I don’t have hobbies, I have loathings. Pieces of myself I chew on when no one’s looking. Ideas, failures, habits, all bitter, all nursed against the pressure of my tongue. I don’t kill them, I can’t. I tried. Tried nailing them to a cross, burning them to dust, even managed to leave one under a rock a time or two. Didn’t work. Didn’t matter, they weren’t going anywhere.
Only place they did stick was on paper. I learned that from a young age. Take a thought, scrawl it onto the white face of a piece of paper, suddenly it isn’t so heavy. Problem is you do that, you’re being honest. When you’re honest people don’t really know how to react. They don’t understand. And those that don’t have a fucking clue what is actually going on start making up reasons. Turgid, empty things that generally end with you sitting in a padded room counting free-floating debris in the corners of your eye, quietly chewing on a brand new piece of loathing.

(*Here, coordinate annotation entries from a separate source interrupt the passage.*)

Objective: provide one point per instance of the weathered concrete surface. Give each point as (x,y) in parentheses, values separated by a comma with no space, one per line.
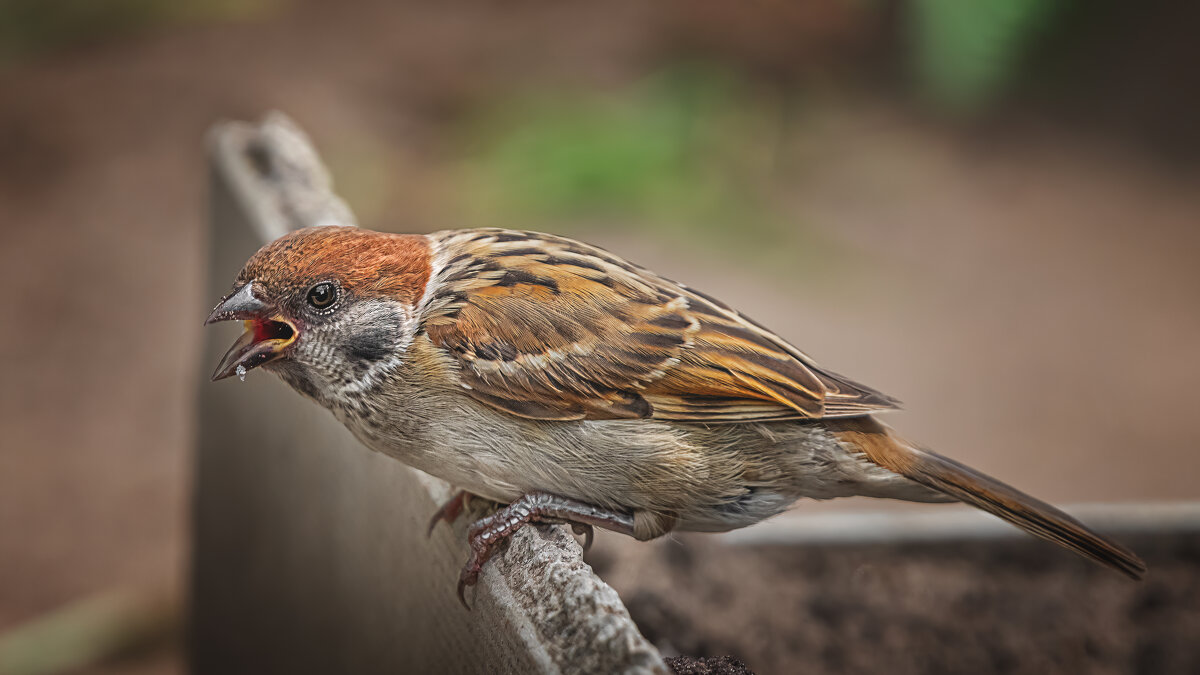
(310,550)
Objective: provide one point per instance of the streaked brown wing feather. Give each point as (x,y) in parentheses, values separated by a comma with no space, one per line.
(549,328)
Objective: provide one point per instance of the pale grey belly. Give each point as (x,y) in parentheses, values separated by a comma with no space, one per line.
(714,478)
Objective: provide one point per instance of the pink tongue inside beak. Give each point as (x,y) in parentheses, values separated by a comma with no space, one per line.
(262,342)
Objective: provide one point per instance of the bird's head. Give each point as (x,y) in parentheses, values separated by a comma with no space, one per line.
(325,306)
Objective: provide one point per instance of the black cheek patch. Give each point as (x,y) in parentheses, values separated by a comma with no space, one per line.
(371,344)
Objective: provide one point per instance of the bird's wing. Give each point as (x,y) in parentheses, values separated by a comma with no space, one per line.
(549,328)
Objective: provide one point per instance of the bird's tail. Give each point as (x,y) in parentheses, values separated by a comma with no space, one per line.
(961,482)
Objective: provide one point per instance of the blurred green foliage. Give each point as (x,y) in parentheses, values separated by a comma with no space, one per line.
(29,27)
(689,148)
(966,52)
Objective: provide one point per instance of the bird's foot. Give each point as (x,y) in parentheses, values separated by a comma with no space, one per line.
(450,511)
(486,535)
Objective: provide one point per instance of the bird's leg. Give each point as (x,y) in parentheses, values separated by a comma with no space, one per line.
(487,533)
(450,511)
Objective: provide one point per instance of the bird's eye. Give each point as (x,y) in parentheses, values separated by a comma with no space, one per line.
(322,296)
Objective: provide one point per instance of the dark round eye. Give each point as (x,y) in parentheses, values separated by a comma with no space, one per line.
(322,296)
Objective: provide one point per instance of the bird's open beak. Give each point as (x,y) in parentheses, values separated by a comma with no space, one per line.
(265,338)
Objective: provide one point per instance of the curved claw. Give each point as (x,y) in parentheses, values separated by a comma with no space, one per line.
(490,532)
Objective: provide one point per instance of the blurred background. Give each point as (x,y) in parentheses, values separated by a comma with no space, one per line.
(989,209)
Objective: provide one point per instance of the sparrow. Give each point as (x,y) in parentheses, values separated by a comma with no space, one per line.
(575,387)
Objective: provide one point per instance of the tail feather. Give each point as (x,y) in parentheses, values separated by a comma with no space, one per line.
(985,493)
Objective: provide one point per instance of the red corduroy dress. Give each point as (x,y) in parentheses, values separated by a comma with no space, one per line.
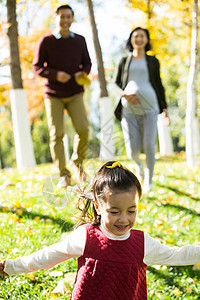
(111,269)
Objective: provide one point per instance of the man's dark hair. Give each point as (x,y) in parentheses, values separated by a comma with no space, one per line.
(129,45)
(65,6)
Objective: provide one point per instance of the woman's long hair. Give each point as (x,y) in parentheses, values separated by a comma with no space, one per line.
(129,46)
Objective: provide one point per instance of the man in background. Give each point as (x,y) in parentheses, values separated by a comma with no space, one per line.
(62,58)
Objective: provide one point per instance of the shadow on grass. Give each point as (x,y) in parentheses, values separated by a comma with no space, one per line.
(177,191)
(170,276)
(65,225)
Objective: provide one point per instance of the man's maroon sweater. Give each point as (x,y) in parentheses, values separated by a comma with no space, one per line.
(69,55)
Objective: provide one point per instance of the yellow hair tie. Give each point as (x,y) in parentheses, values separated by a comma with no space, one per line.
(114,165)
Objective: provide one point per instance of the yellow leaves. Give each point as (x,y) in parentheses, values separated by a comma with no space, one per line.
(5,209)
(56,273)
(141,206)
(14,218)
(31,277)
(64,285)
(28,231)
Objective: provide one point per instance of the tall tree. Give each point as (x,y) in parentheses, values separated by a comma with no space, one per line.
(23,142)
(107,147)
(191,118)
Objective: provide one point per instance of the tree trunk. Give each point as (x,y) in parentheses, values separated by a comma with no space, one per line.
(107,148)
(191,118)
(22,136)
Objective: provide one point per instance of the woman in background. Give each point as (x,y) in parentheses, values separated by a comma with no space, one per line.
(142,99)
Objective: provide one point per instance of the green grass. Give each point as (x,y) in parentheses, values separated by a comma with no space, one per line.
(170,213)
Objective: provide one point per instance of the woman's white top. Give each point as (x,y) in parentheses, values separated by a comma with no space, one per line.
(73,245)
(138,82)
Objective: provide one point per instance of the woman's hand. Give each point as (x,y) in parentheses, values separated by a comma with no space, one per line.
(133,98)
(63,77)
(2,265)
(166,119)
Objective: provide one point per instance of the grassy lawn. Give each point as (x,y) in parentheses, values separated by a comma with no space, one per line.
(29,220)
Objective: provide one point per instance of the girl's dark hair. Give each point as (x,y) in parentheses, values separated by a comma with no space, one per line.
(129,45)
(117,179)
(65,6)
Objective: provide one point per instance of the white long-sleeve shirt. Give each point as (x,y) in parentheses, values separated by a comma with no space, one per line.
(73,245)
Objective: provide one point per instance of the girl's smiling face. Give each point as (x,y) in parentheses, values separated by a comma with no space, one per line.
(119,211)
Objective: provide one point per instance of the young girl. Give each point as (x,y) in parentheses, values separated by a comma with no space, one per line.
(112,257)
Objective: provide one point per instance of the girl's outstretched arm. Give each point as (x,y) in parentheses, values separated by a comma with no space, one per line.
(71,246)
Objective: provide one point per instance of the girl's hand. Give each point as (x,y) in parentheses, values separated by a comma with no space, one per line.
(2,265)
(133,98)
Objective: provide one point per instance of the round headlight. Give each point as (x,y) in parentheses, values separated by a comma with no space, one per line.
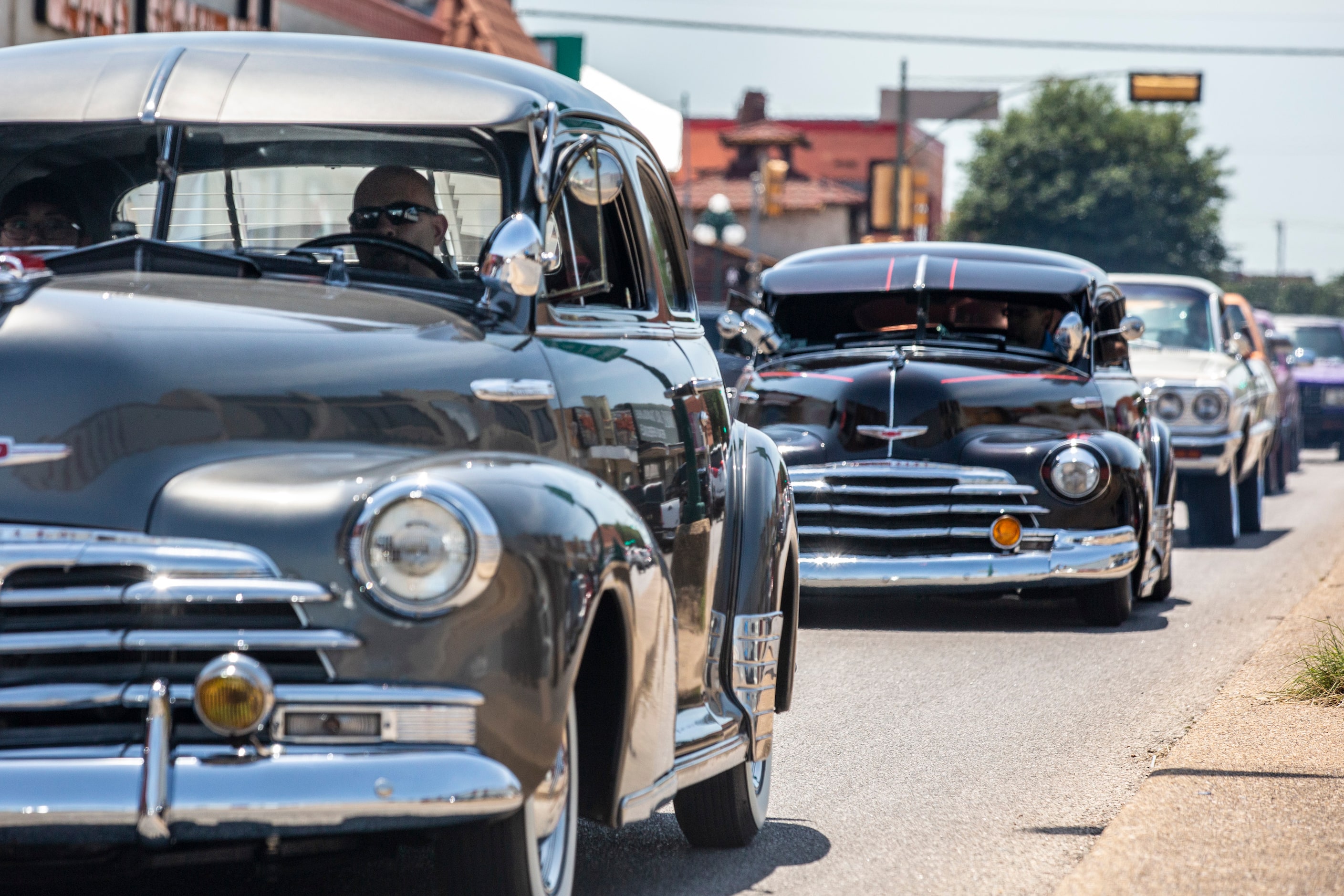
(1208,406)
(424,547)
(233,695)
(1170,407)
(1074,472)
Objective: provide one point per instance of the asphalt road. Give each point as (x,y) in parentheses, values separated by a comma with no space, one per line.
(961,747)
(935,746)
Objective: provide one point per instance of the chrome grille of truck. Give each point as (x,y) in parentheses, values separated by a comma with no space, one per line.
(907,508)
(111,612)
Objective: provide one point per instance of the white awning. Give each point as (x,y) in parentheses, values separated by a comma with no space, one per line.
(660,124)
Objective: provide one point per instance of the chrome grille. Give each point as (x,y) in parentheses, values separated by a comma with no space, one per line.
(909,508)
(89,617)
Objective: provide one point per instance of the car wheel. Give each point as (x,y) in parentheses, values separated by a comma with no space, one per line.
(729,809)
(1274,469)
(531,852)
(1106,604)
(1252,500)
(1214,513)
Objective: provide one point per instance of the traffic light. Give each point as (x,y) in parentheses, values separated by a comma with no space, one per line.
(773,174)
(879,195)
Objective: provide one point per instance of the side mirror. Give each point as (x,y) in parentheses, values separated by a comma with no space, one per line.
(759,330)
(596,186)
(1069,336)
(729,325)
(514,259)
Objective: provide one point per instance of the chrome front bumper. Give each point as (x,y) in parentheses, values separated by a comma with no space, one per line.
(72,797)
(1218,453)
(1076,557)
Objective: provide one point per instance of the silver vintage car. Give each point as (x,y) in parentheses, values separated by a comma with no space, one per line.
(1197,360)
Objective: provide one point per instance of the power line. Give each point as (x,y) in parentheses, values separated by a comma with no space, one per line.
(1023,43)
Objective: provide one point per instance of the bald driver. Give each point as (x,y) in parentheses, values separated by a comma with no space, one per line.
(397,202)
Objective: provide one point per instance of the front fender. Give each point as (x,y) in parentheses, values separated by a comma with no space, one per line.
(569,539)
(760,570)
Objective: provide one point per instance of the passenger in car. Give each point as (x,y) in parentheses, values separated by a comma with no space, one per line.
(397,202)
(41,213)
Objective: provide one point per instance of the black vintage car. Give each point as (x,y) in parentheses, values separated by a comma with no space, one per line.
(961,418)
(365,467)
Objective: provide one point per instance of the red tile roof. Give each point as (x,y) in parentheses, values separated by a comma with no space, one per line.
(799,195)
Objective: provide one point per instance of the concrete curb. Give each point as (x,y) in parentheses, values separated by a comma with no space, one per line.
(1252,800)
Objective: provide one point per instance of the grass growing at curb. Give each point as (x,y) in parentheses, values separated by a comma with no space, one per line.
(1322,676)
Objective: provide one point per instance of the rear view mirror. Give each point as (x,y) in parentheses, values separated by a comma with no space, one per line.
(759,330)
(600,185)
(514,257)
(1069,336)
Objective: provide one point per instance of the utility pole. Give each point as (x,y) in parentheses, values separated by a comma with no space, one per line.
(1281,234)
(687,213)
(902,112)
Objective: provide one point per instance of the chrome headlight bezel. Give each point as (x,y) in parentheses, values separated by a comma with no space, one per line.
(483,538)
(1054,456)
(1170,396)
(1217,396)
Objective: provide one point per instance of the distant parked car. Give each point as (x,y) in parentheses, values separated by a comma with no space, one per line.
(1221,402)
(1320,376)
(1280,353)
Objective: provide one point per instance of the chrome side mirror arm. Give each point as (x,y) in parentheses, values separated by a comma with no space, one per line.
(543,157)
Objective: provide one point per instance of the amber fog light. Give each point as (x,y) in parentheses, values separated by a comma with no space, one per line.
(1006,534)
(234,695)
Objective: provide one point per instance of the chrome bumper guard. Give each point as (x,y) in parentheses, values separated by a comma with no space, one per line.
(222,796)
(202,792)
(1217,452)
(1074,557)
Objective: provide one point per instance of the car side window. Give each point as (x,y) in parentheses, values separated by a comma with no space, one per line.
(594,238)
(665,244)
(1112,351)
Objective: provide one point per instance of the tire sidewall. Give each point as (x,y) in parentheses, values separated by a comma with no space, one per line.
(572,824)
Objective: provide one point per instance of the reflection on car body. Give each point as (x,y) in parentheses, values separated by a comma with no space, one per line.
(334,549)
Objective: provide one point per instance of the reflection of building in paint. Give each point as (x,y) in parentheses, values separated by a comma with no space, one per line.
(429,421)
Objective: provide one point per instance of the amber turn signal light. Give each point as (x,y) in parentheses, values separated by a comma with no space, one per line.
(1006,534)
(234,695)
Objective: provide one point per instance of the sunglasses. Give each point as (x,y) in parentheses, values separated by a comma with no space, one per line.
(404,213)
(50,230)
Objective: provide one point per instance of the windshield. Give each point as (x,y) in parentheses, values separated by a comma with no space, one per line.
(1175,316)
(1002,320)
(1327,342)
(260,190)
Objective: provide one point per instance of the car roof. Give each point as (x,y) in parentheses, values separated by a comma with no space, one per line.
(874,268)
(1168,280)
(277,78)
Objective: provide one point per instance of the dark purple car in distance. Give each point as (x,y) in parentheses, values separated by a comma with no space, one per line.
(1322,383)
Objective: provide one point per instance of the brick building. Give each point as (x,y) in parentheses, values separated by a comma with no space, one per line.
(827,195)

All’s fair though. It’s what I get for being stupid. Now, I dress it up. Give the thought a body, pin it between hedges in some pastoral gateway, call it a story. Call it a tale, a fable, and anything else as long as it’s them saying it, not me. Little different, little more difficult, but it weighs about the same. So that’s it. It’s why I keep doing it. Keeping blowing along, hoping that one day my hands will keep up with my head and one day I’ll be able to stand up clean. Sure it’s impossible, but that’s the point of dreams. You could shoot for the stars, sure, plenty of them for that. Someday maybe, right now I’d settle for not having to carry my demons around in a canvas sack.